REPUBLIKA.CO.ID, PEKANBARU -- Keluarga korban pembunuhan di Pekanbaru, Riau, kecewa dengan keputusan Presiden Joko Widodo yang mengabulkan grasi terpidana Dwi Trisna Firmansyah (27 tahun). Awalnya, pelaku yang divonis hukuman mati kini menjadi hukuman pidana seumur hidup.
Adik korban, Muzniza (43 tahun) bersama dengan Istri korban Sulastri Yahya (60) dan anaknya Rian Rahmat Hidayat (21) mengatakan, bahwa tidak seharusnya Dwi mendapat grasi dari Presiden dengan alasan-alasan yang disampaikannya melalui kuasa hukum.
"Sejumlah alasan yang disampaikan oleh kuasa hukum terpidana sangat tidak benar.
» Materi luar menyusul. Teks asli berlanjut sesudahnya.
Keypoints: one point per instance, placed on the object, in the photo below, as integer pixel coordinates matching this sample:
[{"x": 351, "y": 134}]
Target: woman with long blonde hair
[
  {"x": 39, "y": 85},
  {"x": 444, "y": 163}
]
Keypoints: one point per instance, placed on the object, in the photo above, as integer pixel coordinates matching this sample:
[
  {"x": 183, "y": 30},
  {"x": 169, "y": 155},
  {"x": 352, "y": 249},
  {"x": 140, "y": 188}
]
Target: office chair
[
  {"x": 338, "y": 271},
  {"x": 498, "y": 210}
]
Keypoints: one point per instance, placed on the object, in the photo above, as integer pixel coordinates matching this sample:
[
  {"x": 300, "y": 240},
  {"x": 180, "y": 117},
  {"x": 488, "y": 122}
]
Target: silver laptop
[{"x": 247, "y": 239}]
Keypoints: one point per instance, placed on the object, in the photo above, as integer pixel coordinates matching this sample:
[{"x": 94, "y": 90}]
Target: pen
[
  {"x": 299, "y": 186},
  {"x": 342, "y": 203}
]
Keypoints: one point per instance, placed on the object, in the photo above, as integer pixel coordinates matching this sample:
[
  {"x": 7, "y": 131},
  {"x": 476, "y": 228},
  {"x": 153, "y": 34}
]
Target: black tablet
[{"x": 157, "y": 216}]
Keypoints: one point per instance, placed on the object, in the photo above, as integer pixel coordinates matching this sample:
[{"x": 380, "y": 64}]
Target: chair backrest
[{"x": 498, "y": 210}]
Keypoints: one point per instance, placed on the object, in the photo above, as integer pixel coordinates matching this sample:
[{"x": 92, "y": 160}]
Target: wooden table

Seperti terpidana baru melakukan pembunuhan satu kali, kemudian terpidana telah meminta maaf kepada keluarga atau terpidana tidak saling mengenal dengan pelaku lainnya," kata adik korban, Muzniza.
Sebelumnya pada Jumat (13/3), kuasa hukum terpidana mati Dwi, Asep Rukhiyat menyampaikan bahwa Presiden Jokowi mengabulkan permohonan grasi Dwi menjadi hukuman seumur hidup.
Dalam keterangannya, Asep mengatakan pertimbangan pengabulan grasi tersebut adalah karena terpidana dijebak oleh kedua terpidana lainnya, Chandra Purnama dan Andi Paula. Kemudian terpidana juga telah meminta maaf kepada keluarga korban.
Menanggapi hal itu, Muzniza mengatakan pihak keluarga tidak pernah menerima permohonan maaf dari terpidana. Kemudian, Muzniza juga meyakini bahwa terpidana Dwi dengan terpidana Chandra dan Andi saling kenal. Hal itu dikuatkan dengan adanya rekaman telepon genggam milik Chandra yang ditemukan oleh keluarga korban saat banding ke Pengadilan Tinggi dan Mahkamah Agung.
Pihak keluarga meminta kepada Presiden agar meninjau kembali grasi yang telah diberikan, karena dirinya khawatir ketika Dwi mendapatkan grasi, maka dua terpidana lainnya juga akan mendapatkan grasi yang sama.